It took about three hours to arrive at my destination–the studios of KCUR 89.3 in Kansas City, Missouri, an affiliate of NPR, National Public Radio. Now 11 a.m. Friday, July 19, 2019, I am in a recording studio. It’s kinda cool to sit in front of a funky-looking microphone and listen through headphones to what is being said, what I am saying.
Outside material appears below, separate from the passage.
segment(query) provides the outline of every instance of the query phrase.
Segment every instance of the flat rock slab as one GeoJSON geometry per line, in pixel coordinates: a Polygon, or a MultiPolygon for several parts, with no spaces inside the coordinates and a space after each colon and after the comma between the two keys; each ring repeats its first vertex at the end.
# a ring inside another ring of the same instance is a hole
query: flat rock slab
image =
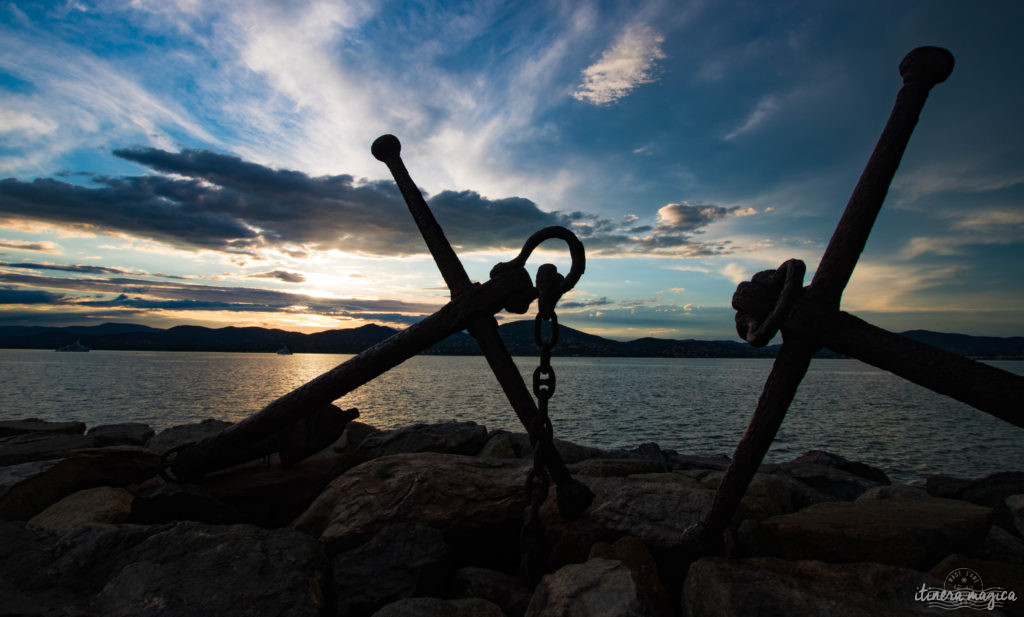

This is an interview for part of an upcoming series of NPR podcasts about lesser known community histories. Producer Suzanne Hogan contacted me for this interview after reading my book JIM aka The Wonder Dog. Jim was an actual dog that lived in Missouri from 1925-1937. He had some very unusual talents which have never been explained, even today. Although Jim lived in three towns in Missouri, Marshall is the community that has taken Jim to heart and is doing what it can to keep the dog’s memory alive. There is a Jim the Wonder Dog park located in the exact spot where the Ruff Hotel was. That also happens to be where Jim lived. There is a museum next to the park.
My interview is scheduled to be aired in November 2019.
Stay tuned.
PS: A note from Suzanne: “The interview sounds good.”
When I was a 20-something I lived in Marshall, MO, and worked in an office of the Missouri Valley College there in Marshall. One day in the office all the buzz was about a discovery the newly hired librarian had made. It seems the former librarian, who had retired, had placed a stack of books in the vault “never to be placed on the college bookshelves.” Among her personally banned books was one written in 1942 by Clarence Dewey Mitchell titled Jim The Wonder Dog.